6. Review of Existing Drug Interventions
The main contributor to secondary injury is the neuroinflammatory process principally characterized by chronic microglial stimulation, astrocytes activation, pro-inflammatory cytokines release, and oxidative stress. It was reported that it is fundamental to start the therapeutic interventions immediately following TBI, in particular within 4 h post-injury, to realize the best promising neuroprotective outcome [45]. Different therapeutic drugs with anti-inflammatory action in some experimental TBI studies are summarized in Table 3.
In particular, minocycline, a tetracycline derivative, is pharmaceutically efficient in many models of central nervous system (CNS) illnesses and reduces inflammatory and apoptotic processes [70]. A single dose of minocycline decreases lesion volume and ameliorates neurological outcomes linked to diminished microgliosis and interleukin-1β expression in a murine model of closed head injury [59]. Administration of minocycline reduces cerebral edema and improves long-term neurological retrieval [58]. Synthetic peroxisome proliferator-activated receptor (PPAR) agonists also serve as a potent anti-inflammatory, therapeutic agents for TBI [71,72]. Fenofibrate, a PPARα receptor agonist, diminishes cerebral edema, oxidative stress, and inflammation by reducing behavioral deficits after TBI induction [60]. Pioglitazone and rosiglitazone, also PPARγ receptor agonists, diminish microglial activation, enhance neuroprotective antioxidant proteins, and change histological and behavioral outcomes after TBI [61]. Another TBI treatment approach is to block glial proliferation by cell cycle inhibition. Throughout cyclic-dependent kinase (CDK) inhibition, flavopiridol is effective at reducing lesion volume and promoting sensorimotor cognition and recovery after TBI [73]. Roscovitine, another cell cycle inhibitor, also modulates CDKs and has been shown to moderate post-injury neuroinflammation and neurodegeneration [74]. In addition, among anti-oxidants, NAC could also act as an anti-inflammatory drug. Interestingly, NAC repressed NF-κB, IL-1β, TNFα, IL-6, edema and breakdown of the BBB three days after TBI [62].

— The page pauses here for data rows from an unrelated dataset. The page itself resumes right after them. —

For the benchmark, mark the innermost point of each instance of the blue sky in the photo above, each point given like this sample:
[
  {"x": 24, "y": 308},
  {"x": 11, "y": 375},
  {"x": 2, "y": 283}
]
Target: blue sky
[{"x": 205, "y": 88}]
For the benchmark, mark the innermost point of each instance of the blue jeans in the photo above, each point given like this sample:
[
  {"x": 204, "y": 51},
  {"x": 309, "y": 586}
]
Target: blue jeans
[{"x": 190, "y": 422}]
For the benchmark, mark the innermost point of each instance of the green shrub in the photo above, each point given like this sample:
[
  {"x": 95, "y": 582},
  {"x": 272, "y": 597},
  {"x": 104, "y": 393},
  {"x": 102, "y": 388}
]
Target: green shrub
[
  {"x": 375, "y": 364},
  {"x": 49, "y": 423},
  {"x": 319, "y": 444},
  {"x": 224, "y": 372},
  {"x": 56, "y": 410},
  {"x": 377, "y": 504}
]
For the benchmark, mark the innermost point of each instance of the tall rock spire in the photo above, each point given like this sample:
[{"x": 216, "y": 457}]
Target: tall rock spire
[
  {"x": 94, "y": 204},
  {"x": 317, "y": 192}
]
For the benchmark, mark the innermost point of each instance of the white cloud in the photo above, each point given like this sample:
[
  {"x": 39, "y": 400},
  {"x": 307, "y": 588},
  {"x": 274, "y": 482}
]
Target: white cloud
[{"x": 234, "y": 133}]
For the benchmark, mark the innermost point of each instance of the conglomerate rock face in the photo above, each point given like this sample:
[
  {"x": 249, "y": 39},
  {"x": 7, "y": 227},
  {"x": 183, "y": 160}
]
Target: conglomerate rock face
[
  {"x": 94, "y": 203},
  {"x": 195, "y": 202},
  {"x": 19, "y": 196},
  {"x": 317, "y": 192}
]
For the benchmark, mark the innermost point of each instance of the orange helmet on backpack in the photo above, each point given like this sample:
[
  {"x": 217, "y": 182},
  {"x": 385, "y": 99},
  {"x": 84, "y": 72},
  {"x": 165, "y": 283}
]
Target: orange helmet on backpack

6.1. Clinical Trials of Drugs with Anti-Inflammatory Effect
Of the therapeutic strategies reported above in Table 3 for TBI management, some have already progressed into clinical trials. Erythropoietin (EPO) demonstrated potential neuroprotective proprieties in most animal models of TBI [75]. However, in a clinical trial with 200 patients presenting severe TBI, EPO administration failed to improve outcomes at 6 months [76]. Thus, although EPO has proven neuroprotective effects in preclinical animal models of TBI, its helpfulness as a medical approach is questionable [75]. In addition, a phase I/II clinical trial also showed the safety and usefulness of minocycline administration for human TBI (NCT01058395) [77,78]. Furthermore, statins, which inhibit cholesterol biosynthesis, also can promote functional recovery following TBI in rodents [79]. Simvastatin inhibits caspase-3 activation and apoptotic cell death, thereby increasing neuronal rescue after TBI [80]. Simvastatin enhances the expression of several growth factors and stimulates neurogenesis, controlling restoration of mental function [81] and supporting functional improvement after TBI (3 months) [82] in rats. However, the United States Food and Drug Administration reported cognitive side effects associated with statins treatment [83]. Given these conflicting findings, more clinical trials are needed to confirm the neuroprotective benefits of statin treatment after TBI. The effects of rosuvastatin on TBI-stimulated cytokine alteration were evaluated in a phase I/II trial (NCT00990028) [77].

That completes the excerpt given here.